O momento no qual esta operação aparece mais bem exposta (e que, isolado, é uma das grandes seqüências exibidas na Mostra de Tiradentes até agora) é o longo plano que mostra Danilo Carvalho, o técnico de som do filme, armado de um gravador e um microfone enorme, registrando o ambiente da cidade a partir de uma passarela de rua. Há uma coincidência entre a movimentação física do técnico, que aponta o microfone para diversos pontos do ambiente, e aquilo que ouvimos na banda sonora do filme. Um grupo de pessoas vem atravessando a passarela e, ainda que percebamos que conversam entre si, só ouviremos um resquício desse diálogo uma vez que o técnico, manualmente, desvia o microfone dos carros da rua e aponta-o diretamente para estas pessoas.
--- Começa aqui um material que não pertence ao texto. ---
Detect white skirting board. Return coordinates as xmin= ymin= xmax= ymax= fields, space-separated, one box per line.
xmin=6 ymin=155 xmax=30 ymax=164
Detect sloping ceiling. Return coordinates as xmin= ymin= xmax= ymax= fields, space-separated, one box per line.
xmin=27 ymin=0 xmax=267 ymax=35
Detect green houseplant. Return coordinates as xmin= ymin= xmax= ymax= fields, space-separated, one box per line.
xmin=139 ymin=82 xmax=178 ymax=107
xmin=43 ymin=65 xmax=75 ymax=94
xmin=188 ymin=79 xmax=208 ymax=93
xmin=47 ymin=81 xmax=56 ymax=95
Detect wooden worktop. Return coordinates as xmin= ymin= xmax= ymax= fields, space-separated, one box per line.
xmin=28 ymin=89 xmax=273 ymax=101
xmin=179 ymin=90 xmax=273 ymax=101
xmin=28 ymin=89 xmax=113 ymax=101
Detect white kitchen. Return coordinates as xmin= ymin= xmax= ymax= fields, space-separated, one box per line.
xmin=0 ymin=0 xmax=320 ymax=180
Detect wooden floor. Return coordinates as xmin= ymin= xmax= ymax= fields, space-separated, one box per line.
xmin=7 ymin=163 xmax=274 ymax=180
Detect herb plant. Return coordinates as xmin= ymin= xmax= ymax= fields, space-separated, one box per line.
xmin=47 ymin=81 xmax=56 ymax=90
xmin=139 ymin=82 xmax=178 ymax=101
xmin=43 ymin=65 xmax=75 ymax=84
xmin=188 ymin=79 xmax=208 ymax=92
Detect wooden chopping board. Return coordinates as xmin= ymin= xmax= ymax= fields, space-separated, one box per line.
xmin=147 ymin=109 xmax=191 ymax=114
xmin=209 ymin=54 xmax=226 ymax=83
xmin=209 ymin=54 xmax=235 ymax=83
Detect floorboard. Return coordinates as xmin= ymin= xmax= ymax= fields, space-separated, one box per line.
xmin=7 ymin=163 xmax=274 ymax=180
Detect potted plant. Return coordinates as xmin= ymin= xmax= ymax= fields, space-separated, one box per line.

A interação com a cidade não é passiva, muito pelo contrário: está baseada no contato direto, corpóreo, da equipe com o que a cerca. E então, tendo ficado longos minutos observando aquele jogo de suposta "denúncia" do aparato, Ivo Lopes de Araújo deixará a tela preta e seguirá com o som ambiente ocupando sozinho o espaço do filme. Para onde estará o técnico direcionando seu microfone agora? Em nome daquilo que ouvimos de fato, que outros sons estão sendo deixados de fora por quê não participam do campo de captação do aparelho (e das intenções do realizador)? A tela preta se estende e o filme – tendo nos mostrado literalmente sua produção a fórceps, esforço concentrado, cálculo sobre o acaso – finalmente não nos amarra à apreensão obrigatória de um belo de força centrípeta, que restringe os sentidos, que se fecha no interior da imagem. Pelo contrário, se há alguma beleza na banalidade (mesmo quando a imagem for suprimida e o que ouvirmos for o mesmo som presente diariamente na vida de qualquer cidade grande), seu princípio só pode ser a expansão da experiência perceptiva. É quando retornaremos à luz, desta vez não mais na rua agitada, mas diante do quebra-mar, e aquilo que imaginávamos como puro barulho do trânsito se transformará alquimicamente no som das ondas na praia. Não são muitos os filmes que conseguem, ainda hoje, devolver ao jogo simples de imagem e som uma categoria de revelação sensorial e são mais raros ainda aqueles que, como Sábado à Noite, parecem verdadeiramente nos meter num buraco negro (ou noturno), de onde se saia com a impressão de que nossa relação com o cinema foi verdadeiramente "re-purificada". E que essa ilusão só dura até o amanhecer.